Exit polls from Croatia’s presidential election run-off suggest that Social Democrat Ivo Josipovic is in the lead.
He won December’s vote but failed to secure an outright majority, prompting a second round against challenger Milan Bandic, the mayor of Zagreb.
Voting closed at 1900 (1800 GMT) with first results expected about 2300 GMT.
Croatia’s president has little power to direct policy, so the election campaign has been focused on personality, rather than ideas.
Left-wing Mr Josipovic is a mild-mannered classical music composer and doctor of law, credited for his untarnished background but criticised for lacking charisma.

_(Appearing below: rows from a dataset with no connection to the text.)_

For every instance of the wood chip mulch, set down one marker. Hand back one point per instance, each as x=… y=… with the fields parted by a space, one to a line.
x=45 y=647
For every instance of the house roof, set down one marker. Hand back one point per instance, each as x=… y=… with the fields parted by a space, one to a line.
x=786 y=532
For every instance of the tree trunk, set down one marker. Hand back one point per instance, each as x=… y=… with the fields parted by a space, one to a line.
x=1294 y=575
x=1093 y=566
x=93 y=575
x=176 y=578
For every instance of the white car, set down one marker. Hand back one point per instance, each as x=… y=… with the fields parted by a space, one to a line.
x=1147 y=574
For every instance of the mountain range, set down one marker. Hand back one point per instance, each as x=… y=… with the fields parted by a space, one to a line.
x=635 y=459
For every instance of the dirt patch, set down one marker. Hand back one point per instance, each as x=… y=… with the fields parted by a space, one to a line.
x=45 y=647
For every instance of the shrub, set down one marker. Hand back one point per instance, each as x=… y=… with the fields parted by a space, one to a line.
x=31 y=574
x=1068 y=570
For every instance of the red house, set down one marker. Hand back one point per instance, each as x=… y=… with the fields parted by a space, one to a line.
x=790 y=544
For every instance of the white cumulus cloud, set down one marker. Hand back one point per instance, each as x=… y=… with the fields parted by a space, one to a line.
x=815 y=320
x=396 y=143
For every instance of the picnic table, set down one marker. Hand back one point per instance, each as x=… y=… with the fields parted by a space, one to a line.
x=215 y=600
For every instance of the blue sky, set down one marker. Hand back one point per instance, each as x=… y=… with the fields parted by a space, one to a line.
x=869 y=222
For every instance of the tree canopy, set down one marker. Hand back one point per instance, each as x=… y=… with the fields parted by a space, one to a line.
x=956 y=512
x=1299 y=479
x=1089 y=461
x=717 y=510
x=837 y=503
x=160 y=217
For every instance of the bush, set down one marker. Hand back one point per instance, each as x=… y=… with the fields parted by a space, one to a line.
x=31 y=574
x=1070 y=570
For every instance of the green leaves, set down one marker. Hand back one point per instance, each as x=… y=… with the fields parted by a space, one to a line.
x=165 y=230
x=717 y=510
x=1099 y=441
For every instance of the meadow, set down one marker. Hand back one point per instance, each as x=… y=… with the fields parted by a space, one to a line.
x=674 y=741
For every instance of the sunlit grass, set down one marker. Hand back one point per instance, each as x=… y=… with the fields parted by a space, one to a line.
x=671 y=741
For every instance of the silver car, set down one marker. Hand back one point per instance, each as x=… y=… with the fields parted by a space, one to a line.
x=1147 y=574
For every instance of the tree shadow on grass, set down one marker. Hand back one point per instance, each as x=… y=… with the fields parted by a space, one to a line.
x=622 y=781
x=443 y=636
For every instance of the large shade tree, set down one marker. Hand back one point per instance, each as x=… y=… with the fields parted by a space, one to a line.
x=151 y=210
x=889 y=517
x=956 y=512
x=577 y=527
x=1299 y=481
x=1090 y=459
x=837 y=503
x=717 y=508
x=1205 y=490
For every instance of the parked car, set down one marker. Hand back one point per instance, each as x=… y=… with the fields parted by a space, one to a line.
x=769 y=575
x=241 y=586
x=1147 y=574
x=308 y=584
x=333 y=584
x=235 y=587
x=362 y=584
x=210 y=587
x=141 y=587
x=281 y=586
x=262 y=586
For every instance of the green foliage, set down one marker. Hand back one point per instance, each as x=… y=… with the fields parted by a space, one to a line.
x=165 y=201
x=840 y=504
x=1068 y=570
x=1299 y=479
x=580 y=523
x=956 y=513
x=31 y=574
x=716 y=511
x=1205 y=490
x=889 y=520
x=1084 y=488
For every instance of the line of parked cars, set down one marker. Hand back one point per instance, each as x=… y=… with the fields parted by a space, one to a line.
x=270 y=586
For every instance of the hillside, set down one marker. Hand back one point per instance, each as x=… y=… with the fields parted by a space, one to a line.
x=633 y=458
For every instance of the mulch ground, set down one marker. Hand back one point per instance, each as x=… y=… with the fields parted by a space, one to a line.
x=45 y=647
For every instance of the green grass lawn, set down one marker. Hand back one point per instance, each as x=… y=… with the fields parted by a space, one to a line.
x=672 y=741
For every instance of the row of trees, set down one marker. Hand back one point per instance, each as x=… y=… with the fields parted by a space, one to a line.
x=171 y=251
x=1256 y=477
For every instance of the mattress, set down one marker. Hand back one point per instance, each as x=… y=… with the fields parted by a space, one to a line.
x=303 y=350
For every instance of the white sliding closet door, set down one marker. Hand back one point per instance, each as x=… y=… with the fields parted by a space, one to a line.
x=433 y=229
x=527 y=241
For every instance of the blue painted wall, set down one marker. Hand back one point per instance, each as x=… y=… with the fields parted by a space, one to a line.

He has promised voters he will launch an “uncompromising fight against corruption” if elected.
Mr Bandic, is a long-distance runner who says he is close to the people, but has been hit by corruption allegations.
He has urged Croatians to “vote for a man and not for a party”.
As he cast his vote in Zagreb on Sunday, he said he had “no doubt Croatian people, citizens of Croatia will choose the best candidate”.
Corruption has been the dominant theme in the campaign, with Croatia determined to clean up its image in order to gain EU membership by 2012.
Tihana Colak, a 27-year-old voting in Zagreb, said she was backing Mr Josipovic because he was “an educated man and he’s clear of corruption”.
She said that Mr Josipovic had the “credibility to represent Croatia in the world as a civilized and decent country”.
Disenchantment
Also of concern to Croatian voters is the impact of the recession.
The country’s economy is expected to shrink by almost 6% in 2009 and show barely any growth this year.
Unemployment stands stubbornly high at around 16%.
“We have one candidate who is a hard worker, that’s Bandic, and then we have a man who is highly educated, that’s Josipovic,” said Miljenko Jovic, a pensioner voting in Zagreb.
“If we could make a combination of the two that would be perfect, but since I come from working background I support the worker”, he told Reuters.
Our correspondent says there is a general mood of public disenchantment with politics in Croatia, leading to the lowest ever turnout in the first round of this presidential election at just 44%.
Both candidates have led an increasingly aggressive end to the campaign and have appealed to voters both in Croatia and the over 250,000 Croats in Bosnia to cast their ballot, he adds.
They will almost certainly be electing the head of state of the European Union’s 28th member.